LIN

Local Interconnected Network (LIN) is a protocol created by a consortium comprising BMW, Volvo and Volkswagen in 1998 targeting the interconnection of units in the Body function domain.

LIN was designed to be used in automotive systems, however it was introduced as an alternative to CAN by providing device connectivity services at a lower cost. As a result, LIN is mainly adopted today in non-safety related systems as it employs real time handling of messages but with loose time constrains.

Protocol details

LIN employs a bus topology with the following characteristics:

• Bandwidth up to 20 Kbit/s.
• Payload (data) up to 8 byte.
• Identifiers on 6 bits (up to $2^6 = 64$ variables).
• Content based addressing like CAN.
• Producer/consumer data exchange model (consequence of the previous point).

Bus arbitration Differently from CAN, LIN uses a TDMA strategy to grant the bus to devices. One special device, the master, is the only active device on the network.

Frame structure Frames consist of:

• A header, containing the ID of the variable.
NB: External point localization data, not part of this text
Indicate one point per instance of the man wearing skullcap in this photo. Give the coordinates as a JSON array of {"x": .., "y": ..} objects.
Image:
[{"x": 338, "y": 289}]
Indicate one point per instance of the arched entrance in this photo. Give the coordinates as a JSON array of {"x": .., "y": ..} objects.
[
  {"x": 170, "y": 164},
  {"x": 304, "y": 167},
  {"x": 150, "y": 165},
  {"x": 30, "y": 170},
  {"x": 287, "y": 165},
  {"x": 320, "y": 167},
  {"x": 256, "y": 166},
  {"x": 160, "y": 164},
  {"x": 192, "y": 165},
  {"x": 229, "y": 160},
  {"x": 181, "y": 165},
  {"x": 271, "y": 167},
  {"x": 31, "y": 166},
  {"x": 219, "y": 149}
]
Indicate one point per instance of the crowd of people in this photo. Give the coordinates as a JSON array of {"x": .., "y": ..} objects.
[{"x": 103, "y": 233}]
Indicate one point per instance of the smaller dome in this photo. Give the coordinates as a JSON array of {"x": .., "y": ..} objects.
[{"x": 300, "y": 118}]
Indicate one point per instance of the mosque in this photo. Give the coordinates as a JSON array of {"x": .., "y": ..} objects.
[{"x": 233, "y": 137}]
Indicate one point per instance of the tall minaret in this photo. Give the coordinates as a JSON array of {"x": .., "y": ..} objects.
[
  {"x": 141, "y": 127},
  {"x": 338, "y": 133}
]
Always sent by the master.
• A response part, contaiing the variable length data field.

Data exchange The master, by following an offline scheduling table, initiates transmissions:

1. The master sends a frame in broadcast specifying the variable ID whose value is required in the header.
2. The slave producing that variable will reply by filling the response with the variable's value.
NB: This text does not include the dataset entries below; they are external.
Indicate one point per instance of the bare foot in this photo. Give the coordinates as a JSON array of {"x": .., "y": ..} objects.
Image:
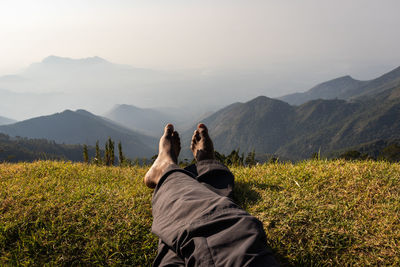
[
  {"x": 169, "y": 148},
  {"x": 201, "y": 145}
]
Synchronization The master synchronizes slaves on his clock by sending the clock itself in the header of every frame.

LIN/CAN

In order to achieve good levels of interoperability between systems and keep good levels of robustness, different LIN subsystems are often interconnected together using CAN serving as a backbone infrastructure. LIN masters typically have the ability to act like CAN gateways so that they can interface with CAN.
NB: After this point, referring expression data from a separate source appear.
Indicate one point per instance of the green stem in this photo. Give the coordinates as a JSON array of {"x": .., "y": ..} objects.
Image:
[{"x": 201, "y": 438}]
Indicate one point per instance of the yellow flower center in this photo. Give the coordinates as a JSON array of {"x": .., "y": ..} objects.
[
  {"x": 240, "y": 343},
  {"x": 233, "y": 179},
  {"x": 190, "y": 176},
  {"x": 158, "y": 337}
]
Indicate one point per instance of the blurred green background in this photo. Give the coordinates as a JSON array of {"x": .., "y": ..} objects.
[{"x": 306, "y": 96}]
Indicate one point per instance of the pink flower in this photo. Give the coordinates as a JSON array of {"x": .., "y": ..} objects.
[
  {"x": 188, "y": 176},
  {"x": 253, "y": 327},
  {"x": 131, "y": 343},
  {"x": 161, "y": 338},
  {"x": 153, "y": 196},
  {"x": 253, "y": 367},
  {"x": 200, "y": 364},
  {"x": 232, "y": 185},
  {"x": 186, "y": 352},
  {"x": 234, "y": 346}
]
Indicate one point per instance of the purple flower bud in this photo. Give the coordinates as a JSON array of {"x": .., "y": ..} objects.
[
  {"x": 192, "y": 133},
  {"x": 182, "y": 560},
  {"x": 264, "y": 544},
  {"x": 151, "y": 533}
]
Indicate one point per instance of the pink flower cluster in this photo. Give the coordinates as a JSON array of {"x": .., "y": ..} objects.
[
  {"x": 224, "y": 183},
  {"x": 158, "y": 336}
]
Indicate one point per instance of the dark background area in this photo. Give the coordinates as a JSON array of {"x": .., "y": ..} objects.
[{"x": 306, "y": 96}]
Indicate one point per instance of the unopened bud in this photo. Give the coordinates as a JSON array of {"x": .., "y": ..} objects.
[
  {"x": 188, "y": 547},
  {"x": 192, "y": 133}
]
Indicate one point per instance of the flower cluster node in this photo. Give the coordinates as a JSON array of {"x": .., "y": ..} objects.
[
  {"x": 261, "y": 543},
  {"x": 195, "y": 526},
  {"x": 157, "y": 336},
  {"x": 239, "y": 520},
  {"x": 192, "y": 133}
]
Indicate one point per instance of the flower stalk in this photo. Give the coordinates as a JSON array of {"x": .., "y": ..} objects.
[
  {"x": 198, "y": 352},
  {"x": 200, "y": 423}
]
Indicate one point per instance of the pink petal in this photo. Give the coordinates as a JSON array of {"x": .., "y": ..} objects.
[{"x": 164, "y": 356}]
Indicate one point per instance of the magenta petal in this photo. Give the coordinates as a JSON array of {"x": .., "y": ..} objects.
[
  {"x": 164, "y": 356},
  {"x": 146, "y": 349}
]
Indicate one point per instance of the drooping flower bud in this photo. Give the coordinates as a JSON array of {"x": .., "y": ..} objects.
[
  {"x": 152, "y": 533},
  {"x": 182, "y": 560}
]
In automotive, espacially in the Body function domain, CAN/LIN is a common combination. Furthermore, since different LIN subsystems can have different requirements in terms of predictability, CAN is a good choice for interconnecting them as a protocol able to guarantee a robust and reliable transmission of frames gateway-to-gateway between different LIN networks.

LIN and EPL

When compared to EPL, we can spot an important difference between these 2 protocols:

• EPL performs a polling on nodes, no clock synchronization is required as the MN will take care of coordinating the stations. LIN, on the other side, needs synchornization
• EPL Asks when node in unicast to transmit data, then that node responds in broadcast. In LIN, the master will send an header in broadcast by specifying the needed information, and a broadcast response will be sent afterwards.

Both protocols implement a producer/consumer communication model, but in a different way.

Extra functionalities

LIN offers services to put nodes to sleep and to wake them up. This functionality is extremely important from the energy consumption point of view especially in those conditions were the engine is off.